Testing ChatGPT-4 for ‘UX Audits’ Reveals an 80% Error Rate & 14–26% Discoverability Rate

KEY TAKEAWAYS Baymard conducted extensive testing to assess ChatGPT-4’s capability to perform UX audits on 12 different webpages. The assessments involved comparing the AI model’s UX recommendations to those of a qualified human UX professional.

The test results unveiled an 80% false-positive error rate and a 20% accuracy rate in the UX suggestions provided by ChatGPT-4.

When pitted against human experts, ChatGPT-4 successfully identified 26% of the UX issues in the webpage screenshot but only 14% of the actual UX issues on the live webpage.
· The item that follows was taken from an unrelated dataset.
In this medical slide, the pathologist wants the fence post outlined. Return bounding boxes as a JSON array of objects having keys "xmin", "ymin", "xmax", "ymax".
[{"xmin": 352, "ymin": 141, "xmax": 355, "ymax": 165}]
This discrepancy arises from the fact that interaction-related UX issues cannot be deduced from a static image.

On average, across the 12 webpages tested, ChatGPT-4 correctly identified 2.9 UX issues, but overlooked 18.5 UX issues on the live webpage and 9.4 UX issues in the webpage screenshot. It also generated 1.3 suggestions that could potentially harm UX and 10.6 suggestions that proved unhelpful when compared to recommendations made by human UX professionals.

The testing incorporated six highly trained UX benchmarkers from Baymard who relied on over 130,000 hours of extensive UX research.

Why This Test?

OpenAI recently enabled image uploads in ChatGPT-4, allowing users to submit webpage screenshots and request recommendations for UX improvements. While this feature initially appeared promising, with responses tailored to the uploaded screenshots and conveyed with a tone of high confidence, Baymard decided to conduct a rigorous evaluation to determine the accuracy of ChatGPT-4’s UX issue detection on webpages.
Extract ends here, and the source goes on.